Paparo made the comments on April 22 during a House Armed Services Committee hearing, in an exchange published by Rep. Lance Gooden’s office. When asked what authorities and resources INDOPACOM needs to address the national security dimensions of digital assets, Paparo described the current activity in direct terms:
“Presently, we’re in experimentation… Presently, we have a node on the Bitcoin network right now. We’re not mining Bitcoin. We’re using it to monitor, and we’re doing a number of operational tests to secure and protect networks using the Bitcoin protocol.”
He framed Bitcoin through a computer-science lens, describing it as a live tool for network monitoring and protection and repeatedly referring to “power projection” in that context.
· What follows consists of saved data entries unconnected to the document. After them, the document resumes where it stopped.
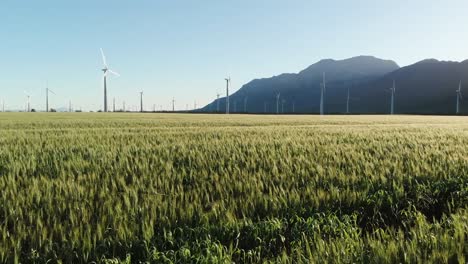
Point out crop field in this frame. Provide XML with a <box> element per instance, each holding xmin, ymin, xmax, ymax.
<box><xmin>1</xmin><ymin>113</ymin><xmax>468</xmax><ymax>263</ymax></box>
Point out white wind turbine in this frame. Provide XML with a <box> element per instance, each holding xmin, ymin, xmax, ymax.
<box><xmin>46</xmin><ymin>82</ymin><xmax>57</xmax><ymax>112</ymax></box>
<box><xmin>24</xmin><ymin>91</ymin><xmax>31</xmax><ymax>112</ymax></box>
<box><xmin>100</xmin><ymin>48</ymin><xmax>120</xmax><ymax>112</ymax></box>
<box><xmin>456</xmin><ymin>80</ymin><xmax>463</xmax><ymax>114</ymax></box>
<box><xmin>276</xmin><ymin>93</ymin><xmax>281</xmax><ymax>114</ymax></box>
<box><xmin>225</xmin><ymin>77</ymin><xmax>231</xmax><ymax>114</ymax></box>
<box><xmin>320</xmin><ymin>72</ymin><xmax>326</xmax><ymax>115</ymax></box>
<box><xmin>389</xmin><ymin>80</ymin><xmax>396</xmax><ymax>115</ymax></box>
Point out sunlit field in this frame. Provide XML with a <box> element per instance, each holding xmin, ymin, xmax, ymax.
<box><xmin>1</xmin><ymin>113</ymin><xmax>467</xmax><ymax>263</ymax></box>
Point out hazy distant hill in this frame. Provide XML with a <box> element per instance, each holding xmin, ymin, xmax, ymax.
<box><xmin>201</xmin><ymin>56</ymin><xmax>399</xmax><ymax>113</ymax></box>
<box><xmin>200</xmin><ymin>56</ymin><xmax>468</xmax><ymax>114</ymax></box>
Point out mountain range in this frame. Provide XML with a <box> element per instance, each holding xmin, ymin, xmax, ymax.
<box><xmin>200</xmin><ymin>56</ymin><xmax>468</xmax><ymax>114</ymax></box>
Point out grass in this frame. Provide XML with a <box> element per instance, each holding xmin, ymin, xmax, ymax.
<box><xmin>0</xmin><ymin>113</ymin><xmax>467</xmax><ymax>263</ymax></box>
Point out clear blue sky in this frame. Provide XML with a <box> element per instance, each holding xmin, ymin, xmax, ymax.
<box><xmin>0</xmin><ymin>0</ymin><xmax>467</xmax><ymax>111</ymax></box>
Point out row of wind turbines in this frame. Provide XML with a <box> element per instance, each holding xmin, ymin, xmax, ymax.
<box><xmin>4</xmin><ymin>49</ymin><xmax>464</xmax><ymax>114</ymax></box>
<box><xmin>218</xmin><ymin>73</ymin><xmax>464</xmax><ymax>115</ymax></box>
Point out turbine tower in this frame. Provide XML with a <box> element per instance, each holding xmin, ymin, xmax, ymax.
<box><xmin>140</xmin><ymin>92</ymin><xmax>143</xmax><ymax>112</ymax></box>
<box><xmin>172</xmin><ymin>98</ymin><xmax>175</xmax><ymax>112</ymax></box>
<box><xmin>225</xmin><ymin>77</ymin><xmax>231</xmax><ymax>114</ymax></box>
<box><xmin>390</xmin><ymin>80</ymin><xmax>396</xmax><ymax>115</ymax></box>
<box><xmin>276</xmin><ymin>93</ymin><xmax>280</xmax><ymax>114</ymax></box>
<box><xmin>216</xmin><ymin>94</ymin><xmax>220</xmax><ymax>112</ymax></box>
<box><xmin>320</xmin><ymin>72</ymin><xmax>326</xmax><ymax>115</ymax></box>
<box><xmin>346</xmin><ymin>86</ymin><xmax>350</xmax><ymax>114</ymax></box>
<box><xmin>244</xmin><ymin>96</ymin><xmax>248</xmax><ymax>113</ymax></box>
<box><xmin>456</xmin><ymin>80</ymin><xmax>463</xmax><ymax>114</ymax></box>
<box><xmin>100</xmin><ymin>48</ymin><xmax>120</xmax><ymax>112</ymax></box>
<box><xmin>45</xmin><ymin>82</ymin><xmax>56</xmax><ymax>112</ymax></box>
<box><xmin>113</xmin><ymin>97</ymin><xmax>116</xmax><ymax>112</ymax></box>
<box><xmin>24</xmin><ymin>91</ymin><xmax>31</xmax><ymax>112</ymax></box>
<box><xmin>264</xmin><ymin>102</ymin><xmax>267</xmax><ymax>113</ymax></box>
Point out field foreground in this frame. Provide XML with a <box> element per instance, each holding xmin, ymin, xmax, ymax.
<box><xmin>1</xmin><ymin>113</ymin><xmax>468</xmax><ymax>263</ymax></box>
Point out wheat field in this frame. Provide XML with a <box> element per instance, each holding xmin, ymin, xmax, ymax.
<box><xmin>0</xmin><ymin>113</ymin><xmax>467</xmax><ymax>263</ymax></box>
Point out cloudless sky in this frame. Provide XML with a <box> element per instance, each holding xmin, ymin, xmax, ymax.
<box><xmin>0</xmin><ymin>0</ymin><xmax>467</xmax><ymax>111</ymax></box>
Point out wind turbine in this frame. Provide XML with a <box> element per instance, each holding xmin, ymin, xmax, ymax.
<box><xmin>320</xmin><ymin>72</ymin><xmax>326</xmax><ymax>115</ymax></box>
<box><xmin>140</xmin><ymin>91</ymin><xmax>144</xmax><ymax>112</ymax></box>
<box><xmin>346</xmin><ymin>86</ymin><xmax>350</xmax><ymax>114</ymax></box>
<box><xmin>276</xmin><ymin>93</ymin><xmax>280</xmax><ymax>114</ymax></box>
<box><xmin>100</xmin><ymin>48</ymin><xmax>120</xmax><ymax>112</ymax></box>
<box><xmin>113</xmin><ymin>97</ymin><xmax>116</xmax><ymax>112</ymax></box>
<box><xmin>282</xmin><ymin>99</ymin><xmax>285</xmax><ymax>113</ymax></box>
<box><xmin>389</xmin><ymin>80</ymin><xmax>396</xmax><ymax>115</ymax></box>
<box><xmin>24</xmin><ymin>91</ymin><xmax>31</xmax><ymax>112</ymax></box>
<box><xmin>456</xmin><ymin>80</ymin><xmax>463</xmax><ymax>114</ymax></box>
<box><xmin>45</xmin><ymin>83</ymin><xmax>56</xmax><ymax>112</ymax></box>
<box><xmin>225</xmin><ymin>78</ymin><xmax>231</xmax><ymax>114</ymax></box>
<box><xmin>244</xmin><ymin>96</ymin><xmax>248</xmax><ymax>113</ymax></box>
<box><xmin>264</xmin><ymin>102</ymin><xmax>267</xmax><ymax>113</ymax></box>
<box><xmin>293</xmin><ymin>101</ymin><xmax>295</xmax><ymax>113</ymax></box>
<box><xmin>216</xmin><ymin>93</ymin><xmax>220</xmax><ymax>112</ymax></box>
<box><xmin>172</xmin><ymin>98</ymin><xmax>175</xmax><ymax>112</ymax></box>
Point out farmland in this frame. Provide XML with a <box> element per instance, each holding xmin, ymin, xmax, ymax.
<box><xmin>1</xmin><ymin>113</ymin><xmax>468</xmax><ymax>263</ymax></box>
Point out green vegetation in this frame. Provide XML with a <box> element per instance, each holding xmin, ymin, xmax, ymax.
<box><xmin>1</xmin><ymin>113</ymin><xmax>468</xmax><ymax>263</ymax></box>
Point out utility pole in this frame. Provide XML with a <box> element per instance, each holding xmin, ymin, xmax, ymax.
<box><xmin>140</xmin><ymin>92</ymin><xmax>143</xmax><ymax>112</ymax></box>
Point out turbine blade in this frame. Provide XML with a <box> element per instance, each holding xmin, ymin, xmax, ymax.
<box><xmin>48</xmin><ymin>89</ymin><xmax>57</xmax><ymax>95</ymax></box>
<box><xmin>108</xmin><ymin>69</ymin><xmax>120</xmax><ymax>77</ymax></box>
<box><xmin>100</xmin><ymin>48</ymin><xmax>108</xmax><ymax>67</ymax></box>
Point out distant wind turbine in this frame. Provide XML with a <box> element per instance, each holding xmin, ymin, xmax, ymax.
<box><xmin>276</xmin><ymin>93</ymin><xmax>280</xmax><ymax>114</ymax></box>
<box><xmin>100</xmin><ymin>48</ymin><xmax>120</xmax><ymax>112</ymax></box>
<box><xmin>456</xmin><ymin>80</ymin><xmax>463</xmax><ymax>114</ymax></box>
<box><xmin>244</xmin><ymin>96</ymin><xmax>248</xmax><ymax>113</ymax></box>
<box><xmin>172</xmin><ymin>98</ymin><xmax>175</xmax><ymax>112</ymax></box>
<box><xmin>24</xmin><ymin>91</ymin><xmax>31</xmax><ymax>112</ymax></box>
<box><xmin>45</xmin><ymin>82</ymin><xmax>56</xmax><ymax>112</ymax></box>
<box><xmin>216</xmin><ymin>93</ymin><xmax>220</xmax><ymax>112</ymax></box>
<box><xmin>320</xmin><ymin>72</ymin><xmax>326</xmax><ymax>115</ymax></box>
<box><xmin>140</xmin><ymin>91</ymin><xmax>144</xmax><ymax>112</ymax></box>
<box><xmin>389</xmin><ymin>80</ymin><xmax>396</xmax><ymax>115</ymax></box>
<box><xmin>225</xmin><ymin>77</ymin><xmax>231</xmax><ymax>114</ymax></box>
Paparo said INDOPACOM’s interest is rooted in “cryptography, a blockchain, and reusable proof of work” as an additional tool to secure networks and project power. He added that he believes the protocol “is here to stay,” and that its computer-science characteristics have “direct implications for the projection of power,” specifically for securing networks.
From a military application standpoint, Paparo said his interest in Bitcoin is “as a computer science tool as a projection of power.”
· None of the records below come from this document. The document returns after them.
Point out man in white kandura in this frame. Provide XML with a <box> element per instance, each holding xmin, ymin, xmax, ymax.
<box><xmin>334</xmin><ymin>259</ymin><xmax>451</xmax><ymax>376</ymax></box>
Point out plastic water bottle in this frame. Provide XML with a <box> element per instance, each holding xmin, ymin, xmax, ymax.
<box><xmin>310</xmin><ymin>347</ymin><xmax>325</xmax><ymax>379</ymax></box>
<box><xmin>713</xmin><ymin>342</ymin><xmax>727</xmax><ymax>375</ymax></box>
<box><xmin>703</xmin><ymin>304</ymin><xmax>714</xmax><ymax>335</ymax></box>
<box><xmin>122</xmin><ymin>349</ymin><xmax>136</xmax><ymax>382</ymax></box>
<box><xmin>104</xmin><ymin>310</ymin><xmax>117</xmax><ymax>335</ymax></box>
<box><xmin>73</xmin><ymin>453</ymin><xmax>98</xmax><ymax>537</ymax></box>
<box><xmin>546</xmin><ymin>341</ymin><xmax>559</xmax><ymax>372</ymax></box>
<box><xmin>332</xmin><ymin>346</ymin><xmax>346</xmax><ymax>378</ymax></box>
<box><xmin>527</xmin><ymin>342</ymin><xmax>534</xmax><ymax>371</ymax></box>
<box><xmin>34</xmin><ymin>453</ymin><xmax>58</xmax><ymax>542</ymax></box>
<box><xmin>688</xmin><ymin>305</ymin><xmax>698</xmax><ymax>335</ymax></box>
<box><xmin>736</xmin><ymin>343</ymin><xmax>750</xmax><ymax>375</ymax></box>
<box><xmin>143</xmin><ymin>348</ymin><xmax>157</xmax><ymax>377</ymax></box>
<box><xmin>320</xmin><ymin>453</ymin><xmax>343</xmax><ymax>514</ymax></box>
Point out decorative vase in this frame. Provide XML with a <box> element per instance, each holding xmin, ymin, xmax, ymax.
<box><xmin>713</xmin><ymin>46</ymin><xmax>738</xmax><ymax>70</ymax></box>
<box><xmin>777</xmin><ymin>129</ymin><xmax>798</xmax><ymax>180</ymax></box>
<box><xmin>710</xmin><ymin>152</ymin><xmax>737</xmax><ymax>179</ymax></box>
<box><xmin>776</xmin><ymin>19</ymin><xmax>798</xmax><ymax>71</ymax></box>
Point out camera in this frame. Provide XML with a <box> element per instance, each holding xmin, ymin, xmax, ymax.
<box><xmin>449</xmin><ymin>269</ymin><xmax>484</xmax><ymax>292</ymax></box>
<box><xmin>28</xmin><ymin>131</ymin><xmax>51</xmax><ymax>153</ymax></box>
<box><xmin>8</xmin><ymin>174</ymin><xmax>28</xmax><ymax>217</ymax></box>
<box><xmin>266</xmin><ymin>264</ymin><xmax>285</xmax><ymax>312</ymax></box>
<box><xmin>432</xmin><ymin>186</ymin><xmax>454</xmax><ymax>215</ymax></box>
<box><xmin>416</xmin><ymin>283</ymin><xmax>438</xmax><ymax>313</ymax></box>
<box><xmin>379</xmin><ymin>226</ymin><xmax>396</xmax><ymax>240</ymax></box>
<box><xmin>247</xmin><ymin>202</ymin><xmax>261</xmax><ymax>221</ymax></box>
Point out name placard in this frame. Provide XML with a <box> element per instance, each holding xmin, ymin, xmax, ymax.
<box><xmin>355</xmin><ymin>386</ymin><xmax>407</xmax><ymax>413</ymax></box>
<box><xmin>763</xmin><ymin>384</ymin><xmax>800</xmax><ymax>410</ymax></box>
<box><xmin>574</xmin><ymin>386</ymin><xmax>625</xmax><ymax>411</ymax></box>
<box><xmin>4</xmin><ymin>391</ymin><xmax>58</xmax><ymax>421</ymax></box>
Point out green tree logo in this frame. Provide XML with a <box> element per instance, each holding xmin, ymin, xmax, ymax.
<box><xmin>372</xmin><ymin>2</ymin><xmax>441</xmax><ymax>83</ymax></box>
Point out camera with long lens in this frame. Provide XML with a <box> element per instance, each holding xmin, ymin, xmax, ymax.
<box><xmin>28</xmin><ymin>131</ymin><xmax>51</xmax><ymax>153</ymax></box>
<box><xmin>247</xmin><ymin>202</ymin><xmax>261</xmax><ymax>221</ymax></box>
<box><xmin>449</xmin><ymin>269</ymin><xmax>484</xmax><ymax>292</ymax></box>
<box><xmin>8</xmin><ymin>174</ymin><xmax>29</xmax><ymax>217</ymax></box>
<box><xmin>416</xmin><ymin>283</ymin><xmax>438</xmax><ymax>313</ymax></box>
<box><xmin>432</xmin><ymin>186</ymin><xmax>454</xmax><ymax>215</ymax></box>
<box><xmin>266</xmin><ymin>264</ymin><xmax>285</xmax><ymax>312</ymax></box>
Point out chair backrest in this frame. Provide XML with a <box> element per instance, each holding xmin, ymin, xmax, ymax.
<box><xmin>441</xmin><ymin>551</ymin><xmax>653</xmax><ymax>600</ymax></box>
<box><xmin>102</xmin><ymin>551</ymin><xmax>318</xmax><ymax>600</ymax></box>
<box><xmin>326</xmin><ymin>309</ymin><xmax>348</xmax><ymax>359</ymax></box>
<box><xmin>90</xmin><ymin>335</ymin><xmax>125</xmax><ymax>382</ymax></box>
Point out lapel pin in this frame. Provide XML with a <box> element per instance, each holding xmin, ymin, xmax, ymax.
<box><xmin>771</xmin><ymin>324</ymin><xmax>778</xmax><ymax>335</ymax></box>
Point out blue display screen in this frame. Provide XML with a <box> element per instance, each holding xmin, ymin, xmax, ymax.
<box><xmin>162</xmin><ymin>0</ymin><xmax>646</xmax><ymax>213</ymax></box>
In the same hearing, Paparo also addressed digital property rights and strategic competition. He said people already use Bitcoin “to protect their own digital property,” pointing to the design elements of proof-of-work, blockchain-based accountability, and cryptography-based security.
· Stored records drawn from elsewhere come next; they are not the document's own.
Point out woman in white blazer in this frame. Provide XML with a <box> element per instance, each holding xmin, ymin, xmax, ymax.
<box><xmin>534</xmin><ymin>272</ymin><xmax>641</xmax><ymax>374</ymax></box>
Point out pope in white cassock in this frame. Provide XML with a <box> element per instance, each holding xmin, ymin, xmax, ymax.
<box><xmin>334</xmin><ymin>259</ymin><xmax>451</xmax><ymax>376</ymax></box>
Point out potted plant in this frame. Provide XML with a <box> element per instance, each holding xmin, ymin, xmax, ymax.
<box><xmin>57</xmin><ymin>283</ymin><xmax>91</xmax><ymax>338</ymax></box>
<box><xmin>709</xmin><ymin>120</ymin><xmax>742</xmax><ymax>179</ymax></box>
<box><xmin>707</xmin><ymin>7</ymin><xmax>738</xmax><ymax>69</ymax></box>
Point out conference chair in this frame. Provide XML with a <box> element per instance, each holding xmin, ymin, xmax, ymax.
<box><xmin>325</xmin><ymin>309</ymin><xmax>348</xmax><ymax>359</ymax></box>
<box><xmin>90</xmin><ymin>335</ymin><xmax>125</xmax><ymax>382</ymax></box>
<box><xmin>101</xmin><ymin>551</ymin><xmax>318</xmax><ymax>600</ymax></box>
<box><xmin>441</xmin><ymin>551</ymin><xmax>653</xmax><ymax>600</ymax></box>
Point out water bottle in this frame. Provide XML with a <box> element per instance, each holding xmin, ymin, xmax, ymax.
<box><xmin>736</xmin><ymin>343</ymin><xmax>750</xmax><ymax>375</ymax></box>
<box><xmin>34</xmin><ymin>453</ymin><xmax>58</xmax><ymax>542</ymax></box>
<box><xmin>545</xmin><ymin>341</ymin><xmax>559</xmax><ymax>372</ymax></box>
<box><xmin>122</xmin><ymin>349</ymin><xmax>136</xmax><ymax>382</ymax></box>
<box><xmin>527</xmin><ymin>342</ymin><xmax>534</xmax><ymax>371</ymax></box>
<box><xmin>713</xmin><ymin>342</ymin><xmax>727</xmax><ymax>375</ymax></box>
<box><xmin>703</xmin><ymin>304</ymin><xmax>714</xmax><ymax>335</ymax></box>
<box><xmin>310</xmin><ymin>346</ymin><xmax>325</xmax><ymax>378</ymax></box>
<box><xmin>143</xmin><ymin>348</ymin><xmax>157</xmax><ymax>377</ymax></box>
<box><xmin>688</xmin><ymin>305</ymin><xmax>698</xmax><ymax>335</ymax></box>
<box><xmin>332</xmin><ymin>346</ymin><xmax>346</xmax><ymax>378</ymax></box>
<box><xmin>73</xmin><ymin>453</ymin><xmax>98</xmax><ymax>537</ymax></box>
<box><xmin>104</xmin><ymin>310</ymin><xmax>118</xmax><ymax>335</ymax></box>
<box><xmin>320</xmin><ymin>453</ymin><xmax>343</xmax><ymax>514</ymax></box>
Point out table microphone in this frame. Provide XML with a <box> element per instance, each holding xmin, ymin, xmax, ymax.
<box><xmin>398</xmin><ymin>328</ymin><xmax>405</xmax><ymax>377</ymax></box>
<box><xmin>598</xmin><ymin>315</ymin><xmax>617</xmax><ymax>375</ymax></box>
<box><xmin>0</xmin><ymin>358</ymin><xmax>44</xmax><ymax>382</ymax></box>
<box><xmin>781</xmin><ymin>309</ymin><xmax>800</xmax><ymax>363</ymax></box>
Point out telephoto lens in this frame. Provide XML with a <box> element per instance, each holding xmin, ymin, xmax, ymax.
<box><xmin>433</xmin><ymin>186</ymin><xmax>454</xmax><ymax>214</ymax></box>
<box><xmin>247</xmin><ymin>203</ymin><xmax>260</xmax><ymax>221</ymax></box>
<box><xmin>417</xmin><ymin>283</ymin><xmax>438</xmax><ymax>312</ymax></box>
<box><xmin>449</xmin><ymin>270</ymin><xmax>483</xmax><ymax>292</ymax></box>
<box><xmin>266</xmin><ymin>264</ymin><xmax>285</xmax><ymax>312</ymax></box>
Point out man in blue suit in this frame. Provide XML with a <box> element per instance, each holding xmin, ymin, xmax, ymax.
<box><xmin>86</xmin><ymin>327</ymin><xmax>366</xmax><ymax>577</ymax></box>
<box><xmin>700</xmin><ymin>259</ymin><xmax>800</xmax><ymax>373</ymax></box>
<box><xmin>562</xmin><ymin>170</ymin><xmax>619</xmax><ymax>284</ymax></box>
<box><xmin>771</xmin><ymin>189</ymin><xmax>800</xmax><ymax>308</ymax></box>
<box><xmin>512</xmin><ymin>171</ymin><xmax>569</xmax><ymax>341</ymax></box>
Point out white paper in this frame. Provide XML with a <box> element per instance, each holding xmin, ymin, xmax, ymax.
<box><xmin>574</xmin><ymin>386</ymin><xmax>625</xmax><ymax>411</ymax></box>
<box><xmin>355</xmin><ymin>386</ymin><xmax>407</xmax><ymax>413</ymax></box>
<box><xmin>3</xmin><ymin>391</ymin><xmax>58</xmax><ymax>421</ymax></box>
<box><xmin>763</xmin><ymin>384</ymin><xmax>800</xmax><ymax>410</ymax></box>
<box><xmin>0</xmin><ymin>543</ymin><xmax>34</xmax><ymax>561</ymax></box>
He said he sees “direct national security implications” in that design, while also indicating support for anything that helps preserve US dollar dominance.
The disclosure follows prior testimony. The day before, Paparo appeared before the Senate Armed Services Committee for INDOPACOM’s FY2027 posture hearing, where he had already laid out a similar thesis: Bitcoin should be understood less as a speculative asset and more as a strategic protocol.
In those earlier remarks, Paparo described Bitcoin as “a valuable computer science tool as a power projection,” and argued that, “outside of the economic formulation of it,” it has “really important computer science applications for cybersecurity.” He also described it as “a peer-to-peer, zero-trust transfer of value,” language that aligns with the framework he used when disclosing the live node and operational testing.
At press time, BTC traded at $77,689.